Tels une coterie de Snidley Whiplash, nos génies politiques ignorent la dévastation qu’ils ont causée et se lancent tête baissée dans la préparation des prochaines catastrophes : guerres civiles prolongées, persécutions systémiques, souffrances humaines massives, crises de réfugiés et instabilité politique durable.
L’exacerbation délibérée des tensions sectaires a maintes fois laissé derrière elle des États affaiblis, des groupes extrémistes enhardis et d’innombrables victimes innocentes. Elle perpétue la souffrance humaine à grande échelle. Elle a gravement nui à la réputation mondiale de l’Amérique. Elle a favorisé l’extrémisme, l’instabilité et les conflits en cours.
J’ai passé ma carrière à lutter contre ces guerres d’agression. J’ai mis en garde contre le fait que les opérations de changement de régime ne mènent jamais à la paix, mais seulement à de plus grandes souffrances.
Aujourd’hui, avec la chute du gouvernement Assad aux mains des extrémistes, le cauchemar que j’avais annoncé, comme d’autres, est devenu réalité. La guerre en Syrie, alimentée par l’intervention américaine et les opérations secrètes, a abouti au résultat même que les interventionnistes prétendaient essayer d’éviter : un bain de sang.
Les néocons, les interventionnistes et les profiteurs de guerre sont parvenus à leurs fins, leurs machinations ont été blanchies par des médias grand public imprudents et complices dont la naïveté ignorante ou la tromperie délibérée ont ouvert la voie à ces atrocités. Un autre gouvernement renversé, une autre nation en ruines et une autre génération d’innocents payant le prix d’une arrogance métastatique.

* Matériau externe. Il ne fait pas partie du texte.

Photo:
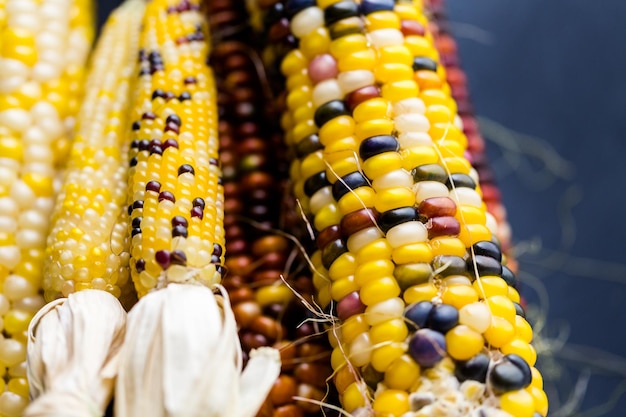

Les Américains croient en la liberté religieuse. Notre gouvernement ne pratique pas cette liberté à l’étranger.
Les Américains croient en la dignité humaine. Notre gouvernement la pulvérise dans d’autres pays, avec l’argent de nos impôts.
Les Américains veulent la paix. Mais nous ne connaîtrons jamais la paix tant que nous ne ferons pas face à la réalité : notre propre gouvernement a dépensé des milliers de milliards de nos précieux impôts pour attiser les conflits et déclencher des guerres, au profit de quelques-uns et au détriment manifeste du reste d’entre nous.
J’ai fait tout ce que j’ai pu pendant mon mandat. Maintenant, je prie pour ceux qui souffrent sous le joug de l’oppression que nous avons causée, et je prie pour que l’Amérique change de cap.
Dennis John Kucinich est un homme politique américain. Représentant de l’Ohio de 1997 à 2013, il a également été candidat à l’investiture démocrate pour la présidence des États-Unis en 2004 et 2008.